Of course it isn’t. Television is a great source of entertainment, but it’s far from a requirement for anyone.

If you switch to getting over-the-air televisions signals by using an antenna, you’ll still have many channels of programming on your television for free, which means you can maintain watching television as a much less expensive hobby. Plus, having this type of access enables you to use it for weather updates (although it’s always a good idea to have a weather radio around).

Minimizing television usage frees up time for other personal projects and hobbies. A period without television at home can open a person’s horizons to new interests or provide the time to rediscover old ones.

The average American pays about $80 a month for cable and/or satellite television in their home. Dropping that service will save you $960 per year.

Is a Large Apartment or House Essential?

According to AEI, over the last forty years, the average American home size has doubled. Amazingly enough, this has happened while the average American family size has shrunk significantly. In other words, the average American today uses 2.5 times as much living space as a person in 1970. If you look at homes earlier than that, the trend continues.

Here’s the reality. Most of us live in homes far larger than we actually need. Most of that space is used to house stuff that we rarely use, stuff that we could easily sell off.

Consider downsizing to a smaller home or apartment. Doing so will save you on housing payments (whether rent or mortgage) and insurance and open up the possibility of better locations that are more accessible to your job or to better jobs.

Not sure you can do it? Look around your home at all of the stuff that you rarely use, then have a big sell-off. Not only will it make moving to a smaller space far easier, it’ll provide you with a pretty nice cash boost to pay off some debts and cover moving expenses.

If such a change can save you even $200 a month in housing costs, you’re instantly spending $2,400 less per year, an amount that can easily be transformative and make the difference between sinking and swimming.

The Take-Home Message

The take-home message here is very simple. Question everything. There isn’t an expense in your life that you shouldn’t look at with a critical eye. Every time any money leaves your home, you should be asking yourself two key questions.

First, do you need this expense at all? What does your life look like without it? Are you able to do all of the things you need without this expense? Are you truly losing anything of value by cutting this out of your life?

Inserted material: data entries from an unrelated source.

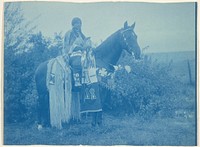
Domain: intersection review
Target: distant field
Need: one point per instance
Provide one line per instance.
(179, 63)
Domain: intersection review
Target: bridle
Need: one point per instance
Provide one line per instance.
(129, 48)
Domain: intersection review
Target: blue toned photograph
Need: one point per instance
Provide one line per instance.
(100, 73)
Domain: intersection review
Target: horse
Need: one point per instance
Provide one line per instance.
(106, 55)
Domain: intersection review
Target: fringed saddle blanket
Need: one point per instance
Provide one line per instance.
(90, 98)
(59, 85)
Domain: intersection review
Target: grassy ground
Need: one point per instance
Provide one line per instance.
(124, 130)
(176, 130)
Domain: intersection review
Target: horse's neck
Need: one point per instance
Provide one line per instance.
(110, 50)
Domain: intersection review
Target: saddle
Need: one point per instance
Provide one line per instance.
(83, 68)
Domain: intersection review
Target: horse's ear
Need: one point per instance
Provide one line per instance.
(133, 25)
(126, 24)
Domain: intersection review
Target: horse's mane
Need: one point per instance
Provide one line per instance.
(101, 49)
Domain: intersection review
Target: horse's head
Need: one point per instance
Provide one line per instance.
(128, 40)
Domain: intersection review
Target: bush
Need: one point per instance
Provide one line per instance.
(146, 91)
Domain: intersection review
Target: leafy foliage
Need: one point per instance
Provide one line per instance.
(23, 52)
(146, 91)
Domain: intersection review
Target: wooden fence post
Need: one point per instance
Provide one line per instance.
(189, 69)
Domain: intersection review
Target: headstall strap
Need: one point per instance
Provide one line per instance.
(124, 38)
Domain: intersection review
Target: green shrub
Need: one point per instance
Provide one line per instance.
(146, 91)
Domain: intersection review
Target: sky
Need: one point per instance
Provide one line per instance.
(164, 27)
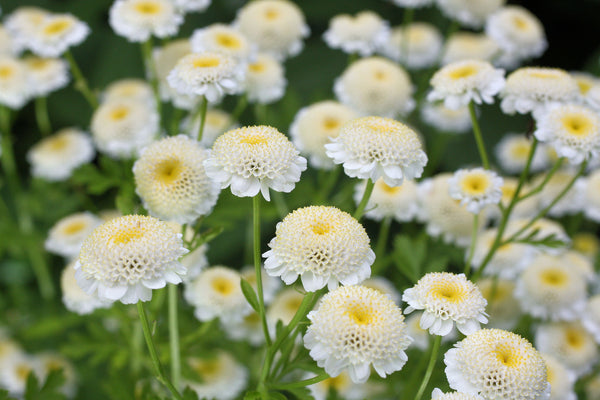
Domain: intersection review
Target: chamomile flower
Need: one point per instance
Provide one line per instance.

If you decide that you do need this expense, ask yourself whether you need this particular version of this expense. What does your life look like with a cheaper data plan or an over-the-air television antenna? Do such changes make your life unlivable or is it merely asking you to make a few simple lifestyle changes?

Sometimes, you’ll decide that an expense is worth it and keep it. That’s completely normal.

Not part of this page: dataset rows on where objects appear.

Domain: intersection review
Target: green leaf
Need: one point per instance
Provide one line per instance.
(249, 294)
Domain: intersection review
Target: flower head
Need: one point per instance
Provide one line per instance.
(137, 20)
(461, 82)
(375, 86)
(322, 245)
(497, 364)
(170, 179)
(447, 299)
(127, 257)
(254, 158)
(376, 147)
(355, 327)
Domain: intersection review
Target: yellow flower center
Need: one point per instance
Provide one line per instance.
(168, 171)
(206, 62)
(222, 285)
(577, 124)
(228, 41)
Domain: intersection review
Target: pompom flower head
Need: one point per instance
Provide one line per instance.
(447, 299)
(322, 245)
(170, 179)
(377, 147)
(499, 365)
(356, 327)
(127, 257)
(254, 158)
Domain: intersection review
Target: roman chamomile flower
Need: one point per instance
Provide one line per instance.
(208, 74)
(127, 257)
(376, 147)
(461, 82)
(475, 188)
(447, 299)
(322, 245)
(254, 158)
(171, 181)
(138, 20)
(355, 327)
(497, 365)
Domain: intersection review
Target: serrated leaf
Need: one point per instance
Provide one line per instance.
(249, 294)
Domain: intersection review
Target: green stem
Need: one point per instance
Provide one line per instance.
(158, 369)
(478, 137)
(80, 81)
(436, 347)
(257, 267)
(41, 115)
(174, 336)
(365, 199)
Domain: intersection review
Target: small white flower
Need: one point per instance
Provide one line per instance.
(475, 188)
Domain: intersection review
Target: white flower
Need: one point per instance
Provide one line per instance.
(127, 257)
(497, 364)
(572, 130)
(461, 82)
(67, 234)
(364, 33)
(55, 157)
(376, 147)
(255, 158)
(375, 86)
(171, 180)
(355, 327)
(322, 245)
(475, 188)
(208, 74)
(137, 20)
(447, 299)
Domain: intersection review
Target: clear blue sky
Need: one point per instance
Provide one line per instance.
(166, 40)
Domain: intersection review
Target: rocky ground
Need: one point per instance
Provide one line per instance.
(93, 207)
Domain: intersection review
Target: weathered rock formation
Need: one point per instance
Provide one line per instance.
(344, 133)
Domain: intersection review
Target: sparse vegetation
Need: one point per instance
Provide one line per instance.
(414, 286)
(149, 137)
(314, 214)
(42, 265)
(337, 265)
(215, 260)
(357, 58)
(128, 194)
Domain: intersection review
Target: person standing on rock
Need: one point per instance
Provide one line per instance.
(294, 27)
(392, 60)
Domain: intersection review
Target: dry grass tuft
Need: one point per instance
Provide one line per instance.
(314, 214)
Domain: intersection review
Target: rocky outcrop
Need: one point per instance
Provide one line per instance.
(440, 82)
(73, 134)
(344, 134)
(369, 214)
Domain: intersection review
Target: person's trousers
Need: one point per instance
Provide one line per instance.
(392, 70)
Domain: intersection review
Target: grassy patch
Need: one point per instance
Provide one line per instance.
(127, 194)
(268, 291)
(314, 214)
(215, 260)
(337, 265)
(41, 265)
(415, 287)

However, when you make the decision to cut a major monthly expense out of your life, you’re making a transformative change. You suddenly have a hundred or more dollars a month to use to get yourself out of debt, build up an emergency fund, kickstart your retirement savings, or simply have more flexibility to do other things that you want to do with your life.

You might also decide to eliminate a particular expense on a trial basis. Try getting rid of your cell phone for three months or getting rid of cable for three months or getting rid of home internet for three months. How does that change alter your life? You might discover it’s not as bad as you think, particularly once you get past the alterations in your routines, or you might find that you really do enjoy this service.

Never, ever stop asking questions. Never, ever hold an expense up as untouchable. Never, ever be afraid to experiment or try a new approach.